How do we continue this transformative process? How do we join in the work, calloused hand by calloused hand, of remaking this nation, block by block, brick by brick? How do we nurture this new spirit of service, sacrifice, patriotism, and responsibility, wherein each of us resolves to pitch in and work harder and look after not only ourselves but also each other?
We might begin by discussing these and related questions with our families, neighbors, coworkers, classmates, church members, bible study groups, book clubs, garden clubs, bowling clubs, or at any gathering we find ourselves.

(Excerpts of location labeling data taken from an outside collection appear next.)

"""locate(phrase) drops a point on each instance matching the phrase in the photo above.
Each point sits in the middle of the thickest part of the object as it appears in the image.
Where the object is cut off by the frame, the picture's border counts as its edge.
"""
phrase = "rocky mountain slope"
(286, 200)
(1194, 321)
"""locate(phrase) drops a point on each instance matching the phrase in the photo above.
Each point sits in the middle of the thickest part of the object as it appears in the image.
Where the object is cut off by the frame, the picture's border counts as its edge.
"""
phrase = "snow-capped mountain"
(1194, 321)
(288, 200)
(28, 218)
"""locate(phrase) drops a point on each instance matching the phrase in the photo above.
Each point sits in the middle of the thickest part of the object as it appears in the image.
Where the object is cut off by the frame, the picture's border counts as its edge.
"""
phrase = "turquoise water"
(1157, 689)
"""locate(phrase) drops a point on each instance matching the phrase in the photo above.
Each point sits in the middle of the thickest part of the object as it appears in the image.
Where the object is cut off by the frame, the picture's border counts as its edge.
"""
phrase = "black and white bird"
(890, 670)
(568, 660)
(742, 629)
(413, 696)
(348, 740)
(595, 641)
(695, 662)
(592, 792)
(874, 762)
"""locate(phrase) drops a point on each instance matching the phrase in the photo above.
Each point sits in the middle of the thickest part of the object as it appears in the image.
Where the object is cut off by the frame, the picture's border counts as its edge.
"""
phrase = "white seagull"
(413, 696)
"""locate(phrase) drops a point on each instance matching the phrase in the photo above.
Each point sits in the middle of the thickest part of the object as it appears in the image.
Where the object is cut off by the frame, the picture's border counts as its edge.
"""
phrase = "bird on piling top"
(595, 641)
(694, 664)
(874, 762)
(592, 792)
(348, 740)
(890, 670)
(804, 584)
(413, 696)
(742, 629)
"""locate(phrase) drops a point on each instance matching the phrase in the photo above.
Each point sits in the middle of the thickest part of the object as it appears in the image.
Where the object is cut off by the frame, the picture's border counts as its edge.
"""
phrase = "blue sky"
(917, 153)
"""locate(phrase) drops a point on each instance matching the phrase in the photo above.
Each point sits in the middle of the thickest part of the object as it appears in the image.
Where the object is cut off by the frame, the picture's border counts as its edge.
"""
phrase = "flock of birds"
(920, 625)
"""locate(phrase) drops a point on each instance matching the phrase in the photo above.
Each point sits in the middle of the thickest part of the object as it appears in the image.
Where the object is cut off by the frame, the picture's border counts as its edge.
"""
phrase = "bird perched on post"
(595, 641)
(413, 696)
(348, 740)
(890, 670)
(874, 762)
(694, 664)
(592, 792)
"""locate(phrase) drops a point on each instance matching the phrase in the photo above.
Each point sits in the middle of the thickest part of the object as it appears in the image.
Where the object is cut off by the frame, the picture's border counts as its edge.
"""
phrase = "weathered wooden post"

Movement elder Vincent Harding, reflecting on the meaning of Obama’s election, argues that we need to see ourselves as the midwives of a new America. Like Biko Baker, Harding found himself in Denver among the tens of thousands listening to Obama’s acceptance speech in person. “It seemed obvious to me,” he wrote, “that my young brother seems to offer the place where all the ‘we’ people can stop our waiting and carry on our work to create the pathway, the birthing channel toward ‘The land that never has been yet, and yet must be.’ Not only is something trying to be born in America, but some of us are called to be the midwives in this magnificent and painfully creative process.”
Harding reminds us that the new possibilities that are animating millions of Americans and people around the world did not spring out of thin air and they were not handed to us from above. They were potentialities that millions of us have nurtured for years. Now we must continue to care for them and help them blossom.
We are creating a revolutionary alternative to the counterrevolutionary and inhuman policies of the U.S. government, but we are not subversives. We are making the leap forward in the precious human qualities of social responsibility and creativity, now necessary and possible in the evolution of the human species. We are creating the kind of global citizenship that Martin Luther King Jr. said every nation needs to create to preserve the best in its traditions. We are struggling to change this country because we love it.